She laid down on my bed and played "I want you to want me" on my laptop. subtle.
We've had the 'life would be so much better if we were both lesbians' conversation too much for that to be okay.
So I'm up to masturbating three times a day, drunk textin my ex, not doing any hw and I've failed half of my tests so far
Sounds better than last semester
It was worse than when we pepper-sprayed my dick. I feel mislead.
Restaurants Roasting People Who Gave Them Negative Yelp Reviews (25 Pics)
Currently flirting with a 57 year old. Why do i do this
Just slept with a female bodybuilder. not cute. but it was like fucking hulk hogan with a twat. Beastly.
im so disgusted with myself. funny thing was i lasted 15 seconds. she benches 325
Time for jim to play the "dont seriously consider pooping in the trash" game
It is completely possible to eat beef jerky sexually.
If you enjoy dance recitals as much as I do, that's one shitty Father's Day...

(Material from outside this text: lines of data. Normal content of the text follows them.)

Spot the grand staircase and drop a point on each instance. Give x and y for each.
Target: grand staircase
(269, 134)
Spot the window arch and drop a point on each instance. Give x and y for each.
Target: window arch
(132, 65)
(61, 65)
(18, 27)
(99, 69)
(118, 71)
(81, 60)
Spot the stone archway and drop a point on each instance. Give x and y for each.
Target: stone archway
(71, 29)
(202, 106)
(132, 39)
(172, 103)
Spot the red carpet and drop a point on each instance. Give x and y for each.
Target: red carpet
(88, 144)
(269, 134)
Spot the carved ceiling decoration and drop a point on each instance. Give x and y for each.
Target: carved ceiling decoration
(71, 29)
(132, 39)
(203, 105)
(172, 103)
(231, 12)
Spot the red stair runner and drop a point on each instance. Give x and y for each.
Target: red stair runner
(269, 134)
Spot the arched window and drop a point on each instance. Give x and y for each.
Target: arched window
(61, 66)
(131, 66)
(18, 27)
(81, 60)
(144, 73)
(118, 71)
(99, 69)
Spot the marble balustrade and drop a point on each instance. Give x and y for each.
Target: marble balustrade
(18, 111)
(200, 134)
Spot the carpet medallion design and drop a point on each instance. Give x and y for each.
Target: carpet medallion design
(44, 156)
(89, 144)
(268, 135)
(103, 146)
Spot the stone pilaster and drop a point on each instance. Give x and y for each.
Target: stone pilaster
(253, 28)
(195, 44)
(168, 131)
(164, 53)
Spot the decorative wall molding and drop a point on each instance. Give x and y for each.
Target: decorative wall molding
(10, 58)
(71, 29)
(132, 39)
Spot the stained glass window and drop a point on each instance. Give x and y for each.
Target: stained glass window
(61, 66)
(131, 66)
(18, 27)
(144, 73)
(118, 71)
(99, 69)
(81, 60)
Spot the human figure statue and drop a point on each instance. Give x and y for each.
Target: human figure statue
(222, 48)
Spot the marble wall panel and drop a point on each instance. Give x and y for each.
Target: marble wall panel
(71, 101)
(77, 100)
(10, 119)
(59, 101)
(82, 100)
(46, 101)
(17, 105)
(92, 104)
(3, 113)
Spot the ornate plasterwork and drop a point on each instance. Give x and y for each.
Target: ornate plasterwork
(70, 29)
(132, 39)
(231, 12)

Woman Posts Harassing DMs From Creep Online, Now He’s Upset Because People Told His Mom
Next year for Halloween you can be the sword swallower, with a penis shaped sword.
But of course I'm in. After all, what fun would the holidays be without trying to find the perfect gift to impress someone you've never met, but need the approval of??
We had sex and then ordered pizza after. This relationship is looking good so far.
Yeah, he fractured his ass by doing a canon ball into the bath tub....
WHY are you masturbating to hockey fights?